🤖 AI Summary
This study investigates whether large language models (LLMs) can enhance the accuracy of macroeconomic expert forecasts through ensemble learning. Leveraging data from the European Central Bank’s Survey of Professional Forecasters, we develop the first LLM-driven framework for expert forecast aggregation, systematically modeling three key behavioral features: forecast dispersion intensity, herding dynamics, and attention constraints. Methodologically, we integrate LLM-based semantic reasoning with classical ensemble learning paradigms and conduct multi-scenario empirical evaluations using standard macroeconomic forecasting metrics.

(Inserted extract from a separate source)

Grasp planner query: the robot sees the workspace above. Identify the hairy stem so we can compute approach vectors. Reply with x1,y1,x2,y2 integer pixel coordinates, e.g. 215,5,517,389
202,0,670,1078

Results demonstrate that the LLM-enhanced ensemble significantly outperforms conventional equal-weighted and regression-weighted combinations, reducing average prediction errors by 12.7% in high-dispersion and strong-herding regimes. Our primary contribution is the novel integration of LLMs into expert forecast synthesis—revealing their structural role in mitigating cognitive biases and enabling more adaptive, behaviorally informed weight allocation.
📝 Abstract
This study explores the potential of large language models (LLMs) to enhance expert forecasting through ensemble learning. Leveraging the European Central Bank's Survey of Professional Forecasters (SPF) dataset, we propose a comprehensive framework to evaluate LLM-driven ensemble predictions under varying conditions, including the intensity of expert disagreement, dynamics of herd behavior, and limitations in attention allocation.